Planting warm season vegetables

It's tempting when the weather's mild to think about putting out tomatoes and peppers, and sowing seeds of squash and cucumbers, especially when the garden centers are full of plants. It's still too soon for us for the really warm-weather loving plants, based on the last 'average' frost date of April 15.

But, there's a progression of sowing as the soil temperatures gradually warm. First, the really cold-hardy plants (garden peas, snow peas, sugar snap peas, fava beans, and onion plants), then as spring gets underway (but frost might still be a possibility), planting spinach, potatoes, carrots, beets, chard, more greens, and lettuce. Winter squash seed can be planted now, getting a jump on the long season they need, but basically the seeds wait until the soil warms up enough to trigger germination.

It's always an interesting progression, swapping out bed space, checking soil temperatures, and watching the amount of rain and whether a cold snap might be in store. This year, I seem to have an awful lot of space allocated to garlic, onions, and their kin. We quite enjoy all of them, but definitely I'm not ordering so many onion plants next year! Clearly fresh 'scallions' and young garlic will be on the menu to make room for some of the warm-season vegetables.


  1. Vegetable gardeners are so industrious! This might be why i don't grow them...a great deal more work...but worth every nibble on every pea, bean, potato or squash! gail

  2. Sounds like you have all sorts of veggies in your garden. Do you participate in a co-op? Some seasons I used to have the kids put the tomatoes and cukes in the red wagon and walk the neighborhood giving all the neighbors as much as they wanted.

  3. Gail,
    I'm not sure about iindustriousness. But it is a gardening activity to putter with almost all year.

    I think you'd be surprised at how easy it is, especially with small raised beds -- and do give the lettuce mix in a container a try before it get too warm!

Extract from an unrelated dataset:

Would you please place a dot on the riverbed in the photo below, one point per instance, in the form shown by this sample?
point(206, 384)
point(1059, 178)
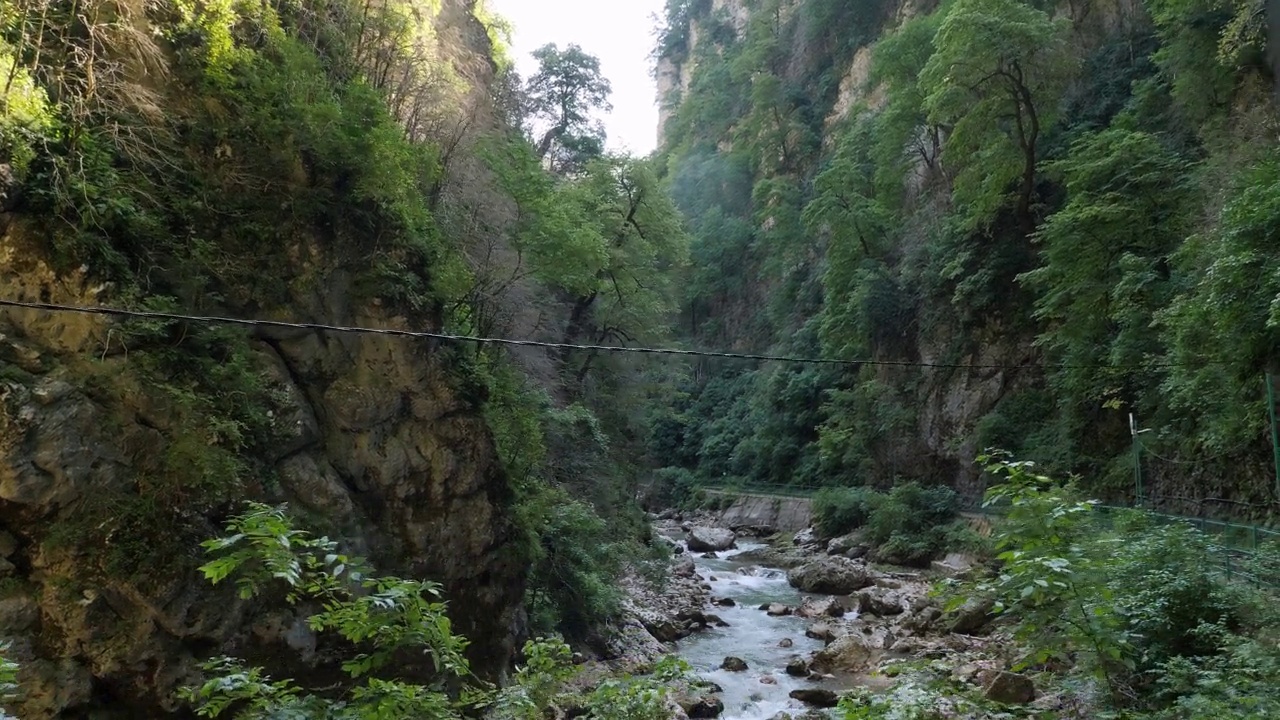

    I enjoy monitoring my vegetables and herbs (which basically I manage like a perennial border with change-outs), and the main veg garden is right outside the kitchen door, so it's easy to keep track of.

    And, Janet, I like to grow all sorts of things and experiment, but do have to give things away sometimes, too. That's why my gardening companion won't agree to converting more (boring) scruffy lawn space to vegetable beds! I was hopeful last year that the drought had kiiled the grass in that area, oh well.

    A co-op sort of plant swap would be a great idea, too.